遺産分割協議がまとまらないと、相続税の申告書を未分割の状態で作成することになりますし、仲の良い家族であっても、相続で揉める可能性は十分あるので気を付けなければなりません。
本記事は、遺産分割で揉めやすいケースと対策方法について解説します。
相続財産の中で現金・預貯金の割合が低い
民法では、相続人の立場によって取得する割合(法定相続分)が定められており、相続人が配偶者と子2人の場合、法定相続分は配偶者が2分の1、子は各4分の1となります。
ただ相続人間で合意していれば、遺産をどのように分けたとしても問題ないため、配偶者など特定の相続人がすべての財産を相続することも可能です。
各相続人が相続する権利を主張するときは、法定相続分をベースに遺産分割するケースが多いですが、主な相続財産が現金や預貯金であれば各人が取得する金額を調整しやすいため、分け方を巡って争いになることは少ないです。

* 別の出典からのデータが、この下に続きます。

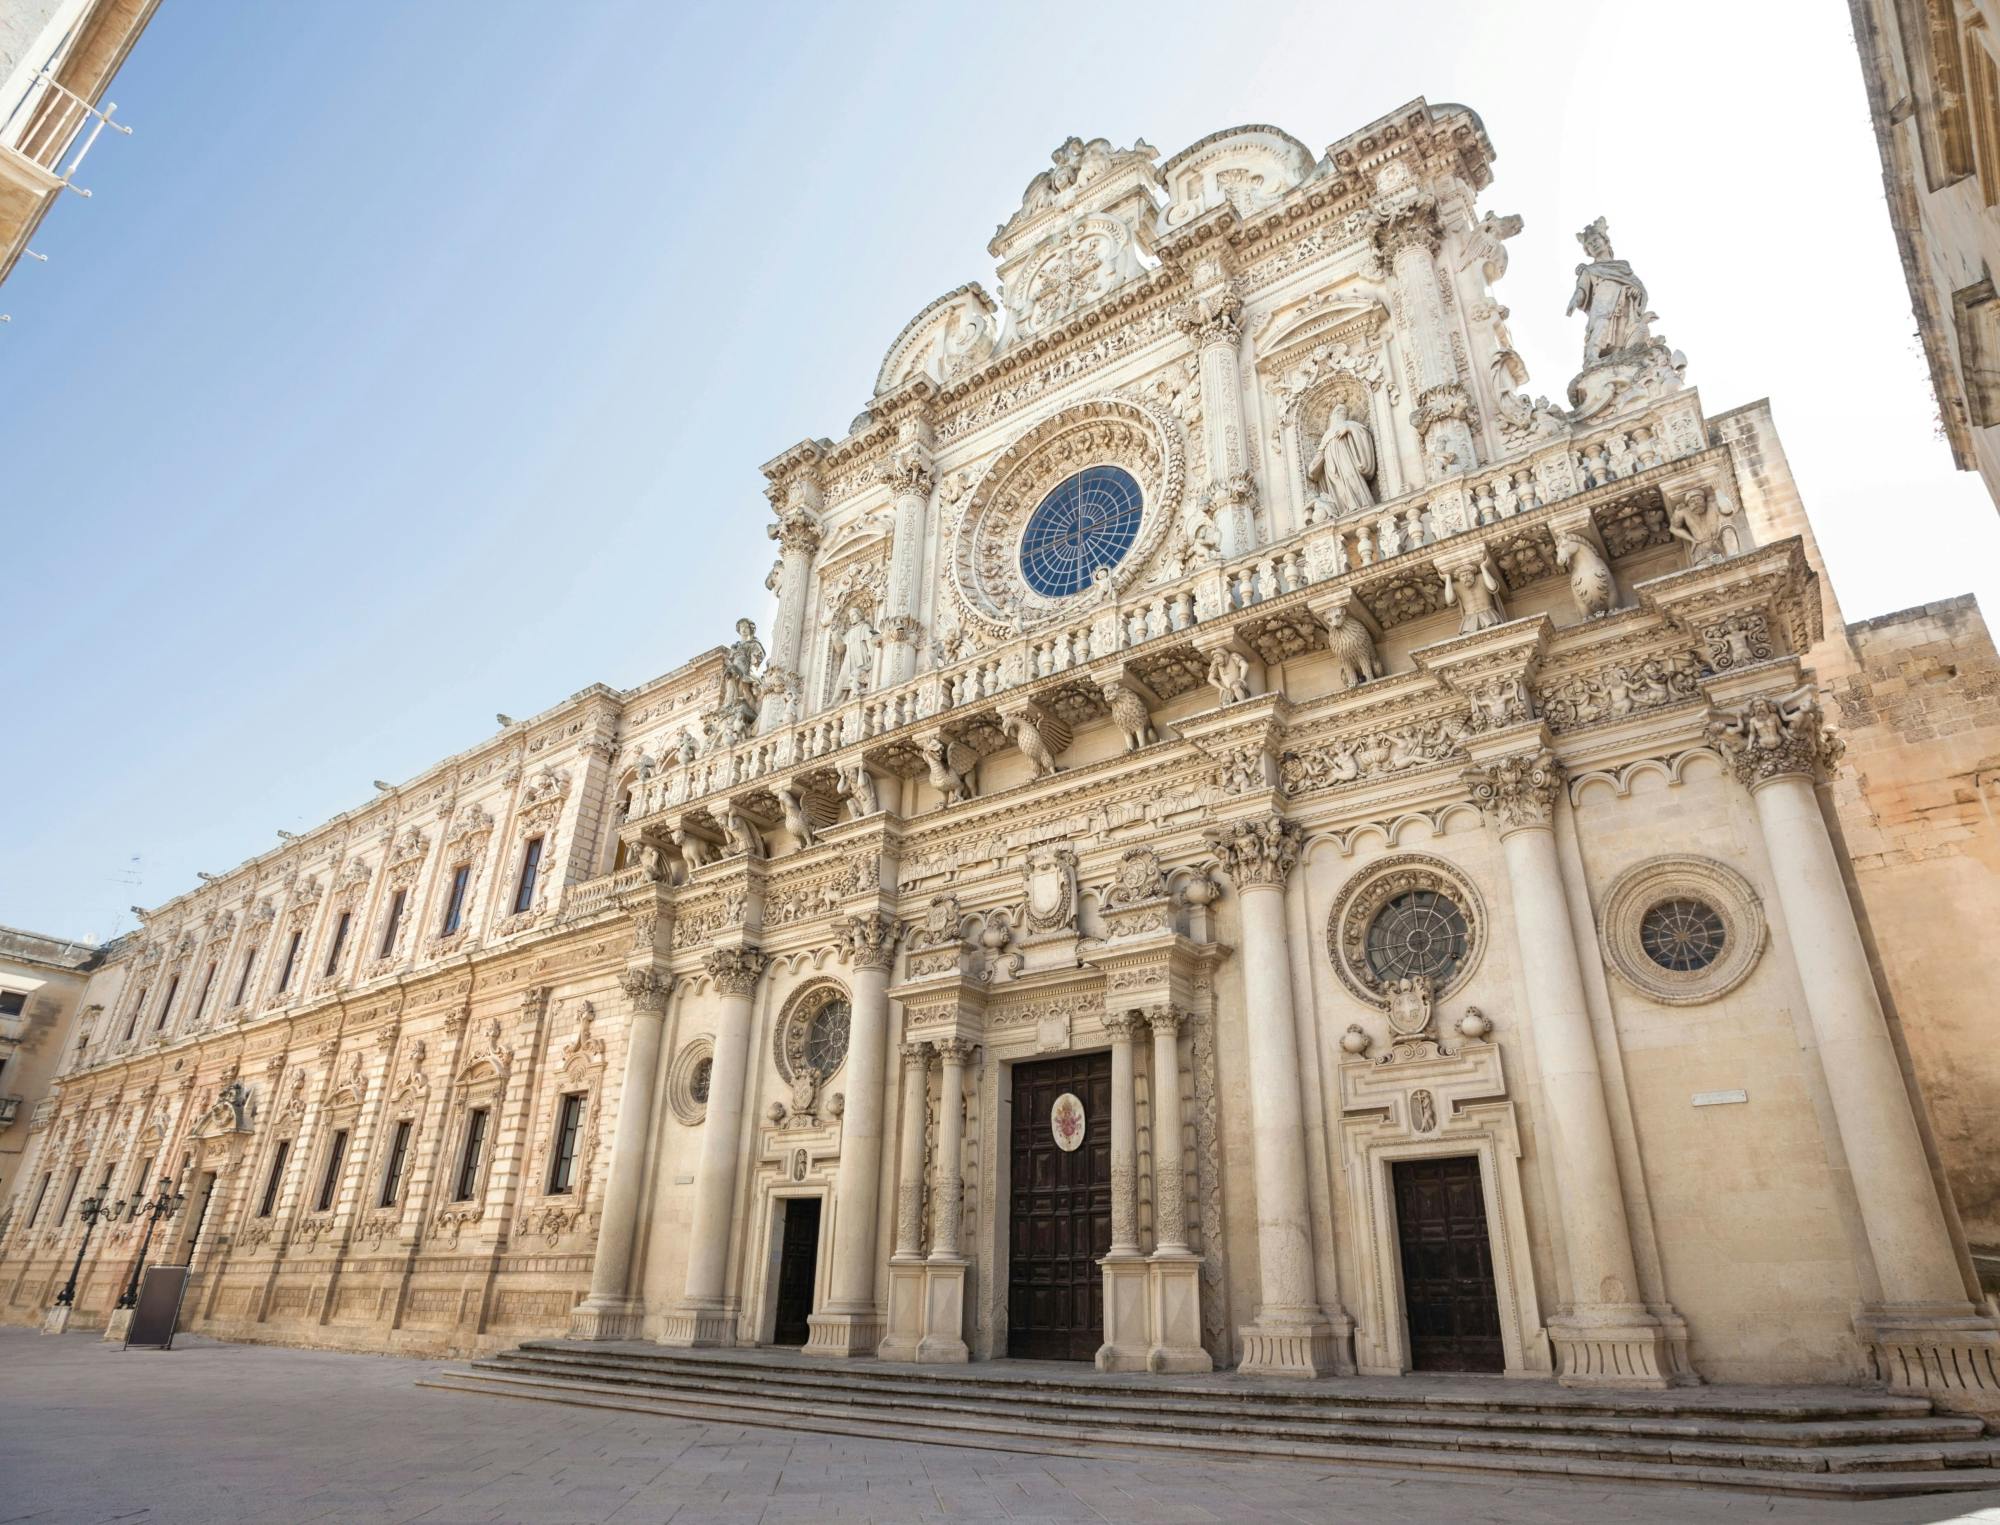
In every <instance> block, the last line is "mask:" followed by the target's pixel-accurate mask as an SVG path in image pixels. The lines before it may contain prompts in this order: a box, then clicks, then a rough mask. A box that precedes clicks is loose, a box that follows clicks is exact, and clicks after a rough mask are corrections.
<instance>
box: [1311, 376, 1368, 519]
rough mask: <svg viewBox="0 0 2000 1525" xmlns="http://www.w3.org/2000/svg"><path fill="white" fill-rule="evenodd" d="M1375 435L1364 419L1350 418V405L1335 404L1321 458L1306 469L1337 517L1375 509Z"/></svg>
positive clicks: (1317, 460)
mask: <svg viewBox="0 0 2000 1525" xmlns="http://www.w3.org/2000/svg"><path fill="white" fill-rule="evenodd" d="M1374 474H1376V454H1374V434H1370V432H1368V424H1364V422H1362V420H1360V418H1352V416H1348V404H1346V402H1338V404H1334V416H1332V418H1328V420H1326V434H1322V436H1320V456H1318V460H1314V462H1312V466H1310V468H1308V470H1306V480H1310V482H1312V484H1316V486H1318V488H1320V490H1322V492H1324V494H1326V496H1328V498H1330V504H1332V512H1334V516H1340V514H1358V512H1362V510H1364V508H1374V486H1372V482H1374Z"/></svg>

一方、現金・預貯金が少なく、主な相続財産が不動産の場合には、遺産を法定相続分で分けるのが難しいため、遺産分割のしかたを巡って相続人間で対立することがあります。
不動産は持分で相続することもできますが、共同で所有する不動産の使用・処分は所有者全員の同意が必要となるので、不動産の使い道まで話し合わないと相続後に揉めることになるので注意してください。
特定の相続人が財産を管理していた
同居親族が被相続人の財産を管理し、被相続人のお金で生活した場合、財産管理者がお金を散財するなどして遺産が減少し、問題となるケースがあります。

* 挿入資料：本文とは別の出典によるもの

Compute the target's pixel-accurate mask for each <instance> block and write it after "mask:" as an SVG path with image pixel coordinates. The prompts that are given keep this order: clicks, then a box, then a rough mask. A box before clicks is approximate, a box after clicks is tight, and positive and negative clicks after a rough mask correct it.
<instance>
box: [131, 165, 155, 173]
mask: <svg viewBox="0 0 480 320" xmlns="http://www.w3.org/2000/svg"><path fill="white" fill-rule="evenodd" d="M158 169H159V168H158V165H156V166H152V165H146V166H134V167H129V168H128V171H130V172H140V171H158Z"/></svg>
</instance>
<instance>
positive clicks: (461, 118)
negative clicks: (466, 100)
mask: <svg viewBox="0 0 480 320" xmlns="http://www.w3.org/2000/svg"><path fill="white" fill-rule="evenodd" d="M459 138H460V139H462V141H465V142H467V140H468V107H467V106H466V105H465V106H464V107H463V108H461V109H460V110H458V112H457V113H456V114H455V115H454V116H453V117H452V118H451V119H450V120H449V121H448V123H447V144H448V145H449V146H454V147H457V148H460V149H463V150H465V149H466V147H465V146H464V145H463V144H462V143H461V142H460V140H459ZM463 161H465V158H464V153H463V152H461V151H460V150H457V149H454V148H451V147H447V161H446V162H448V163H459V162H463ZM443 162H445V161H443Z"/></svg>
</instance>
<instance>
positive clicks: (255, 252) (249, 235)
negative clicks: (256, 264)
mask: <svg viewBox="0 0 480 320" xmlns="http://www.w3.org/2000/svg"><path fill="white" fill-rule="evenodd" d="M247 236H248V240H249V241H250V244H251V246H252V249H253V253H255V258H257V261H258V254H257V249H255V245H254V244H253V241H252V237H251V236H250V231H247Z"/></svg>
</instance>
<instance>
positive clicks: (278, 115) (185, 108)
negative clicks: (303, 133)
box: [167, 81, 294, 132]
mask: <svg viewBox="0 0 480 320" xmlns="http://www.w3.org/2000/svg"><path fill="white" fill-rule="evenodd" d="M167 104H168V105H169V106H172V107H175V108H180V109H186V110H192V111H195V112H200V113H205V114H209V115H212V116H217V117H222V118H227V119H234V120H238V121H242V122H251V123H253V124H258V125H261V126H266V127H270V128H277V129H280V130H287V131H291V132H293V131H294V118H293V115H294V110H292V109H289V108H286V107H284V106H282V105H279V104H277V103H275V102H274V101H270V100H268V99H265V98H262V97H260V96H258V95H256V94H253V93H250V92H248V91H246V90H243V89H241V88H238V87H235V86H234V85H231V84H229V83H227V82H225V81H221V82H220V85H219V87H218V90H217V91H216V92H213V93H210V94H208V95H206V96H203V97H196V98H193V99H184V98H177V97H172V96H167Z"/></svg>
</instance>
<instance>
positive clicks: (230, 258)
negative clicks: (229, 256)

不動産の購入など、使ったお金が相続財産として残っていれば、その財産を各相続人で分けることが可能です。
しかし、旅行など形として残らないものにお金が使われていた場合、他の相続人から使い込んだ分のお金について問いただされるなど、相続トラブルに発展する可能性が高いです。
同居家族が適切に被相続人の財産を管理していたとしても、別居していた相続人は財産がどの程度あったかはわかりません。

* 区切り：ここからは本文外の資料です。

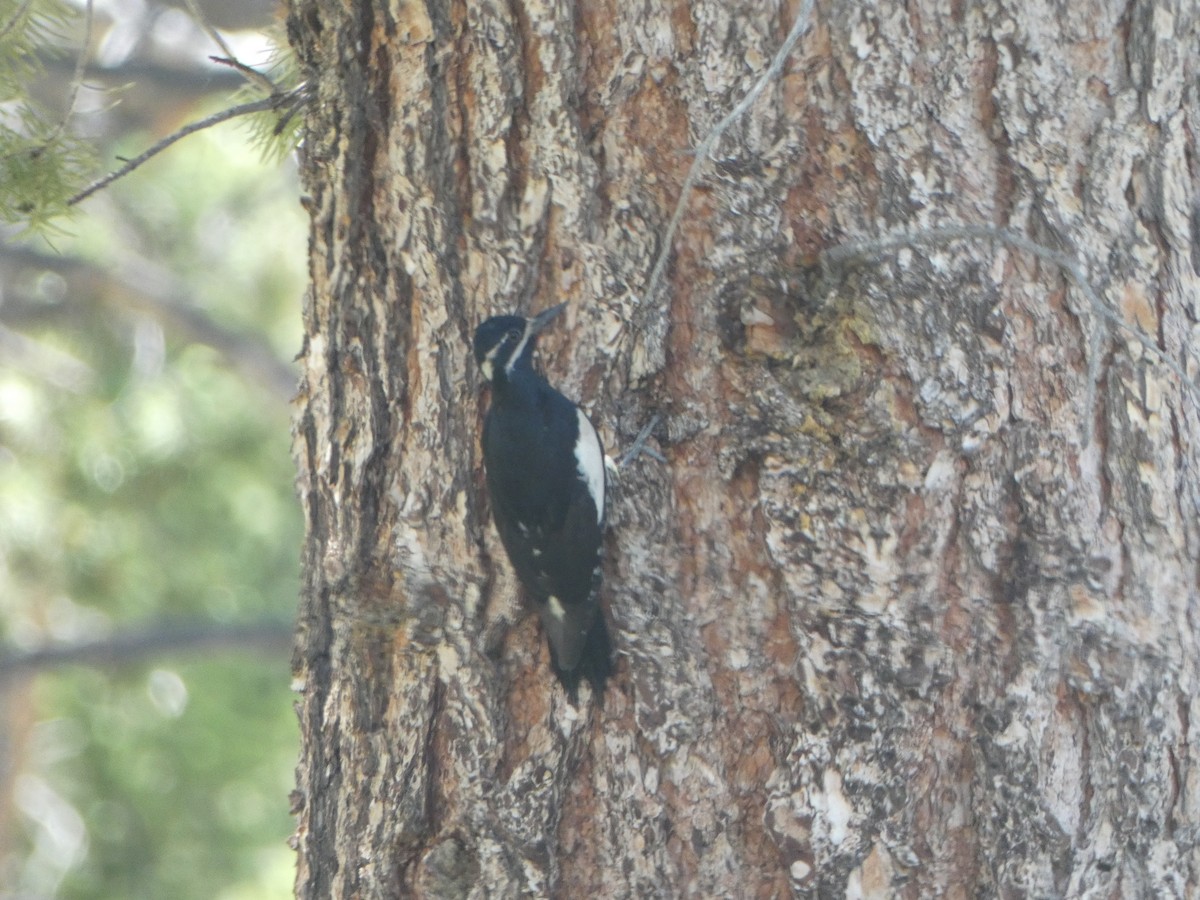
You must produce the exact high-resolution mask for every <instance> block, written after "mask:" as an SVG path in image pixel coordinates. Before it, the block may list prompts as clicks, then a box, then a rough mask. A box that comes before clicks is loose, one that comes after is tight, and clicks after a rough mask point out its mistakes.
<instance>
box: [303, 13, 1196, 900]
mask: <svg viewBox="0 0 1200 900" xmlns="http://www.w3.org/2000/svg"><path fill="white" fill-rule="evenodd" d="M799 12H800V4H798V2H788V4H775V2H758V1H757V0H755V1H750V0H696V1H695V2H690V4H685V2H655V1H653V0H647V1H646V2H624V1H623V0H596V1H595V2H592V1H589V2H578V4H571V2H565V0H559V1H558V2H556V1H554V0H547V1H545V2H542V1H540V0H527V1H523V0H511V1H510V0H505V1H503V2H500V1H497V0H478V1H476V0H472V1H469V2H463V1H462V0H458V1H454V0H450V1H446V2H443V1H442V0H430V1H428V2H421V1H420V0H413V1H406V0H394V1H392V2H389V4H380V2H368V1H367V0H343V1H342V2H332V1H331V0H292V6H290V12H289V19H288V25H289V31H290V35H292V40H293V42H294V44H295V47H296V50H298V53H299V55H300V58H301V62H302V65H304V66H305V68H306V71H307V76H308V78H310V79H311V82H312V84H313V86H314V96H316V98H314V102H313V104H312V107H311V110H310V118H308V122H307V133H306V139H305V148H304V156H305V163H304V178H305V188H306V193H307V198H306V204H307V206H308V209H310V210H311V214H312V242H311V269H312V287H311V294H310V296H308V300H307V306H306V311H305V329H306V342H305V348H304V353H302V362H304V370H305V382H304V388H302V390H301V396H300V400H299V404H298V412H296V444H295V445H296V456H298V463H299V469H300V480H299V484H300V492H301V496H302V500H304V505H305V510H306V515H307V523H308V535H307V545H306V551H305V572H306V576H305V577H306V582H305V593H304V598H302V602H301V610H300V631H299V638H298V648H296V656H295V668H296V684H298V689H299V691H300V701H299V712H300V720H301V727H302V732H304V746H302V752H301V758H300V763H299V769H298V791H296V794H295V798H294V799H295V805H296V810H298V815H299V822H298V830H296V846H298V848H299V871H298V881H296V890H298V894H299V896H301V898H328V896H336V898H400V896H422V898H451V896H462V898H466V896H470V898H490V896H494V898H517V896H564V898H584V896H594V898H646V896H702V898H703V896H714V898H725V896H730V898H775V896H788V895H798V896H853V898H858V896H871V898H890V896H899V898H926V896H947V898H968V896H1003V898H1024V896H1042V898H1049V896H1055V898H1057V896H1096V898H1121V896H1128V898H1150V896H1154V898H1159V896H1174V898H1183V896H1195V895H1196V892H1198V890H1200V850H1198V847H1200V830H1198V829H1200V703H1198V700H1196V686H1198V684H1196V677H1198V644H1200V634H1198V632H1200V587H1198V570H1200V564H1198V560H1200V530H1198V521H1196V518H1198V517H1196V510H1198V503H1200V416H1198V402H1196V395H1195V383H1196V374H1198V364H1196V350H1195V348H1196V340H1198V334H1200V324H1198V323H1200V276H1198V271H1200V238H1198V228H1200V212H1198V206H1196V198H1198V186H1200V178H1198V166H1200V162H1198V160H1200V155H1198V148H1196V134H1198V132H1200V103H1198V74H1200V72H1198V56H1196V53H1195V48H1196V47H1198V46H1200V7H1198V6H1196V4H1194V2H1190V1H1189V0H1178V1H1177V2H1171V1H1170V0H1162V1H1159V2H1154V1H1153V0H1145V1H1142V0H1133V1H1132V2H1122V4H1112V2H1086V1H1085V2H1076V0H1040V1H1039V2H1013V1H1006V0H983V1H982V2H961V0H942V1H941V2H938V1H937V0H908V1H907V2H900V1H899V0H883V1H881V2H871V4H862V2H857V1H854V2H851V1H850V0H823V1H822V2H820V4H818V5H817V8H816V10H815V11H814V12H812V14H811V18H810V28H809V29H808V31H806V32H805V34H804V35H803V37H802V38H800V40H799V42H798V43H797V44H796V47H794V49H793V50H792V52H791V54H790V55H788V58H787V62H786V65H785V66H784V68H782V72H781V73H780V74H779V77H776V78H772V79H770V80H769V83H768V84H767V88H766V90H764V91H763V92H762V94H761V96H758V97H757V100H756V101H755V102H754V103H752V104H751V106H750V107H749V108H748V109H746V112H745V114H744V115H742V116H740V118H738V119H737V120H736V121H734V122H733V124H732V125H731V126H730V128H728V130H727V131H726V132H725V133H724V136H722V137H721V139H720V140H719V142H718V143H716V146H715V150H714V152H713V154H712V155H710V157H709V158H708V160H703V161H702V166H701V168H700V178H698V180H697V181H696V185H695V190H692V191H691V192H690V193H689V194H688V196H686V198H685V206H684V215H683V218H682V222H680V226H679V228H678V232H677V233H674V235H673V239H672V240H671V242H670V251H671V257H670V260H671V264H670V266H668V268H667V270H666V276H665V278H664V282H662V289H661V290H659V292H654V293H653V294H652V295H648V294H647V290H646V288H647V281H648V274H649V272H650V271H652V269H653V266H654V263H655V258H656V254H658V253H659V251H660V248H661V247H662V245H664V241H665V235H666V232H667V223H668V221H670V218H671V216H672V212H673V211H674V209H676V204H677V202H678V200H679V198H680V191H682V185H683V181H684V178H685V175H686V173H688V169H689V167H690V166H691V164H692V162H694V160H695V158H696V157H695V156H694V154H692V152H691V151H692V149H694V148H696V146H697V145H698V144H700V143H701V142H702V140H703V139H704V137H706V136H707V134H708V133H709V132H710V130H712V128H713V126H714V125H715V124H716V122H718V121H719V120H720V119H721V118H722V116H725V115H726V114H727V113H728V112H730V110H732V109H733V108H734V107H736V106H737V103H738V102H739V101H740V100H742V98H743V97H745V96H748V94H749V92H750V90H751V89H752V86H754V85H755V84H756V83H758V82H760V79H761V78H763V76H764V73H766V72H767V70H768V66H769V65H770V61H772V59H773V56H774V55H775V53H776V50H778V49H779V48H780V47H781V46H782V43H784V38H785V35H787V32H788V30H790V29H791V26H792V23H793V22H794V20H796V18H797V14H798V13H799ZM962 223H973V224H986V226H995V227H1000V228H1004V229H1009V230H1010V232H1012V233H1016V234H1019V235H1022V236H1024V238H1025V239H1027V240H1031V241H1036V242H1037V244H1039V245H1042V246H1043V247H1046V248H1049V250H1051V251H1055V252H1057V253H1061V254H1064V257H1067V258H1070V259H1073V260H1075V264H1076V265H1078V270H1079V271H1081V272H1082V274H1084V276H1085V278H1086V286H1082V287H1081V286H1080V284H1079V283H1076V281H1074V280H1072V278H1070V277H1068V272H1067V270H1066V268H1064V266H1063V265H1061V264H1058V263H1056V262H1055V259H1054V258H1051V257H1050V256H1048V254H1045V253H1043V254H1040V256H1039V254H1038V253H1034V252H1030V251H1028V248H1024V250H1022V248H1021V247H1019V246H1016V245H1014V244H1012V242H1006V241H1003V240H986V239H980V238H979V236H978V235H976V236H972V238H970V239H965V240H950V239H948V238H947V239H938V240H925V239H923V235H925V238H928V236H929V235H930V234H944V233H940V232H934V230H931V229H944V228H946V227H947V226H954V224H962ZM895 234H905V235H911V240H908V239H905V240H904V241H901V242H902V244H907V245H908V246H902V247H899V248H894V250H890V251H888V252H883V253H875V254H874V256H868V254H859V256H857V257H856V258H853V259H851V260H850V262H842V263H839V264H838V265H821V264H820V263H821V260H822V259H824V260H826V262H828V257H823V256H822V253H823V252H824V251H827V250H829V248H833V247H838V246H845V245H847V244H854V242H857V241H862V240H865V239H870V238H878V236H881V235H895ZM1090 293H1091V294H1092V295H1093V298H1094V299H1090V296H1088V294H1090ZM564 299H569V300H570V301H571V307H570V310H569V311H568V313H566V316H565V317H564V319H563V322H560V323H559V324H558V325H556V328H554V329H553V330H552V331H551V332H548V334H547V335H546V338H545V340H544V341H542V344H541V359H542V365H544V368H545V370H546V371H547V373H548V377H550V378H551V380H552V382H553V383H556V384H557V385H559V386H560V388H562V389H563V390H564V392H566V394H568V395H569V396H571V397H575V398H578V400H581V401H582V402H583V403H584V406H586V407H587V408H588V409H589V412H590V414H592V415H593V418H594V420H595V421H596V422H598V425H599V426H600V431H601V437H602V438H604V440H605V443H606V445H607V446H608V448H610V451H612V452H616V451H619V450H620V449H622V448H624V446H626V445H628V444H629V443H630V440H631V438H632V436H634V434H636V432H637V431H638V428H640V426H641V425H643V424H644V422H646V421H648V420H649V419H650V416H652V415H654V414H660V415H661V416H662V421H661V424H660V426H659V427H658V430H656V431H655V432H654V437H653V438H652V440H650V445H652V446H654V448H655V449H658V450H659V451H660V452H661V454H662V455H664V456H665V457H666V462H665V463H660V462H656V461H654V460H650V458H648V457H641V458H640V460H638V461H636V462H635V463H632V464H631V466H630V467H628V468H626V469H625V470H624V473H623V475H622V479H620V481H619V484H618V485H616V486H614V488H613V499H612V508H611V530H610V534H608V539H607V546H606V550H607V562H606V570H605V589H604V596H605V602H606V605H607V607H608V610H610V614H611V622H612V624H613V636H614V641H616V643H617V646H618V672H617V676H616V677H614V679H613V683H612V684H611V686H610V689H608V692H607V696H606V697H605V703H604V706H602V707H600V706H599V704H596V703H595V702H594V700H593V698H592V697H590V695H589V694H587V691H584V695H583V701H582V702H581V706H580V708H578V709H577V710H576V709H572V708H571V707H570V706H569V704H568V703H566V701H565V698H564V695H563V692H562V690H560V689H559V688H558V686H557V685H556V684H554V680H553V677H552V676H551V672H550V659H548V654H547V650H546V647H545V641H544V640H542V637H541V634H540V631H539V625H538V622H536V618H535V617H533V616H530V614H529V613H528V612H527V611H524V610H523V608H522V607H521V605H520V602H518V600H517V592H516V584H515V582H514V576H512V574H511V570H510V568H509V565H508V560H506V559H505V558H504V553H503V550H502V547H500V545H499V540H498V538H497V534H496V532H494V528H493V527H492V524H491V522H490V520H488V512H487V502H486V494H485V490H484V481H482V474H481V460H480V451H479V432H480V427H481V420H482V413H484V409H485V408H486V397H485V396H484V394H482V391H481V389H480V386H481V378H480V377H479V374H478V373H476V372H475V367H474V362H473V360H472V358H470V352H469V346H468V342H469V338H470V335H472V331H473V329H474V326H475V325H478V324H479V322H481V320H482V319H484V318H486V317H487V316H490V314H492V313H497V312H514V311H517V312H533V311H538V310H542V308H545V307H547V306H550V305H552V304H556V302H560V301H562V300H564ZM1134 332H1140V334H1141V335H1144V336H1145V341H1142V340H1139V338H1138V337H1136V336H1135V335H1134ZM1147 344H1148V346H1147ZM1181 373H1183V374H1186V377H1187V379H1188V380H1189V382H1190V383H1188V380H1184V379H1182V378H1181V377H1180V376H1181Z"/></svg>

そのため、相続財産が想像よりも少なかった場合、別居の相続人からお金の使い込みが疑われ、相続トラブルになってしまうこともあります。
相続人の家族が口を出す
仲が良い家庭でも相続トラブルが生じてしまう理由の1つに、相続人の配偶者や子が相続について意見を言うケースがあります。
相続人の配偶者や子からすれば、相続人が亡くなった際には相続人の財産を引き継ぐことになるため、少しでも多く遺産を取得することを望む方もいます。
相続人間の関係が不仲の場合、相続トラブルが発生する可能性は高いですが、事前にトラブルを回避する対策を講じやすいので、大きなトラブルになることなく遺産分割が完了することもあります。
一方で、相続人間の関係が良好の場合には相続トラブルが発生することを予期していませんので、一度話し合いがもつれてしまうと、まとまるまでに時間を要します。
生前からできる相続対策
家族が亡くなったことを想定して相続に関する話し合いをしたくない気持ちは理解できますが、相続トラブルを回避するためには、生前から対策することが重要です。
生前に相続人へ保有している財産の存在を伝えることで、財産の有無を巡っての争いは避けられますし、遺言書で財産を引き継いでもらいたい人を指定することもできます。
相続が発生するタイミングは誰にもわかりませんが、何もしないまま相続が発生した方がトラブルになりやすいため、財産目録を作成するなどの準備をすることで相続トラブルが発生するリスクを抑えてください。